In between offshore trips, we will also visit the more accessible central and outer reefs along the Great Barrier Reef. There is much to see along the reefs off the coast.

Of course it is all entirely weather driven, but if you don’t dream, you don’t plan, and you don’t do! Our motto has always been “dream it, plan it, live it”. Part of the planning has been peering over charts and satellite maps, talking to other adventurous yachties, applying for permits to access certain areas, dive on wrecks, fly the drone in Marine Parks. All authorizations are in our hot little hands.

Cast Off Time

We are hoping to start our odyssey and leave the Gold Coast at the end of April – next week weather allowing. We will have finished the maintenance of both boat and bodies by then.

We will be making our way towards Bundaberg via Cape Moreton, Double Island Point, the Sandy Straits and Fraser Island. We intend to provision up at Bundaberg, then sail to the Lady Musgrave or Fitzroy Lagoon in the Capricorn & Bunker Group and base ourselves there for a little while. From there we hope to launch towards the Southern Coral Sea Atolls, some 145nm NE when a suitable weather window appears and the ocean temperature is right.

We would like to do this with a buddy boat. We have a couple of tentative “possibles”, but nothing firmed up yet. Hopefully something will pan out.

A dash out to the Coral Sea is dependent on the temperature of the water. Although the cyclone season officially ends at the end of April, cyclones can develop when the sea surface temperature exceeds 26.5 °C. The ocean temperature is cooling down but is still currently too hot at 28 or 29 °C where we aim to go. So we may need to be patient and sit at the Capricorn & Bunker Group before we venture out further offshore.

Ocean Temperature from the Bureau of Meteorology

New adventures are about to begin and we can’t wait. You will be able to follow our movements via Predict Wind and we will of course continue our weekly posts while we have internet coverage.

20 thoughts on “Tropical Cruising 2023

  1. First childish selfish thought > Oh how exciting this winter’s Friday posts promise to be ! Good luck!
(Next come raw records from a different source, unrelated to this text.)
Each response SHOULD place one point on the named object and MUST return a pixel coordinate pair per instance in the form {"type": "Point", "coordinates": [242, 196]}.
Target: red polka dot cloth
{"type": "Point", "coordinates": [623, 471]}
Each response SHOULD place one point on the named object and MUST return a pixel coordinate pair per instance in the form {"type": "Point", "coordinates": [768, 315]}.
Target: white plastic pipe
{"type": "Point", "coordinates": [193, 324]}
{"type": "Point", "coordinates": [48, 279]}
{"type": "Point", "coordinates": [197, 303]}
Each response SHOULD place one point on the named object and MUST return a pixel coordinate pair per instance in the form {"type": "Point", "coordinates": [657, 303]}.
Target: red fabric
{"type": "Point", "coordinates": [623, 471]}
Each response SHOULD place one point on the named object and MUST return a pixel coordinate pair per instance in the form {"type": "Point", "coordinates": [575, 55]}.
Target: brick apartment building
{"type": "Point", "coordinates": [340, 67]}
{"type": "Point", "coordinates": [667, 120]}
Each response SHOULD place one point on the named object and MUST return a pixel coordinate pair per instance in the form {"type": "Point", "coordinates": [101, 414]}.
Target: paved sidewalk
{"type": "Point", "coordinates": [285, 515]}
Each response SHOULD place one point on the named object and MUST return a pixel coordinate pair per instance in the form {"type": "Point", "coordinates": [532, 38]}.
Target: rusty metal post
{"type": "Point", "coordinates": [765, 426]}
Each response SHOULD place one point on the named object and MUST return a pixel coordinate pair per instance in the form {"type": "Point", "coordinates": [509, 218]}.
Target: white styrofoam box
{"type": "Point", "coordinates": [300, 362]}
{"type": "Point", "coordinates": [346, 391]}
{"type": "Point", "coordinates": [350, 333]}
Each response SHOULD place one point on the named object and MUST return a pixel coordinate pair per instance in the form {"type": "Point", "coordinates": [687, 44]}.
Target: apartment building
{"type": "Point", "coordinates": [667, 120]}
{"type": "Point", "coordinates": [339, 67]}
Fair weather! May all the problems have easy solutions! ENJOY!!!

  2. Wow!!! That plan sounds amazing. We definitely will watch with interest your posts Chris & enjoy your photos & stories along the way. Thinking often of you three & best of luck with the weather. Have a wonderful winter sojourn north. Lindy Phil & a very chatty & happy, Ella Bleu

    • Hi Lindy, Phil & pussycat. We’ll see how much we manage to do. We have just had a week of 30 knot SE, and more to come which might put a spanner in the works. We would love to share an anchorage with you three! What are your general plans?

      • Sadly we will be too far south I think Chris. We are heading to Newcastle to slip Wahoo on the 11th July for antifouling & a few other minor fixes. If all goes to plan we will sail to Mooloolaba & explore the coastal areas north from there, perhaps only as far north as Supply Bay & head back to Pittwater by end of October. We hope to head up to Hamilton Is race week again next year & may head further north then. I say all this with a little trepidation as last years weather was a challenge often. The good days were truely amazing & I’m glad to have experienced the bad so at least I can be more mentally prepared next trip. We took our time sailing back, just with Phil & myself & Wahoo behaved beautifully even in the challenging conditions. We would love to catch up & will keep a close watch on your trip & let you know if we are ever close by. Safe travels & hope the winds & seas treat you kindly

      • Enjoy your trip and we hope our paths cross. Otherwise we might see you on the way south. We are intending to head to Tassie for summer so sure to stop in Pittwater.

  3. Exciting times ahead. ENJOY. I hope Anui sails fast and strong as you explore new territories. Getting stronger day by day. Just took Pepa for a walk. Off lead. Did that dog gooooo!

  4. Plan in the sand and reach for the skies! Looks like some excellent adventures coming your way!

  5. Looking forward to following your reef adventures. Not sure how far north we’ll get this winter but good chance we’ll see you in Tassie.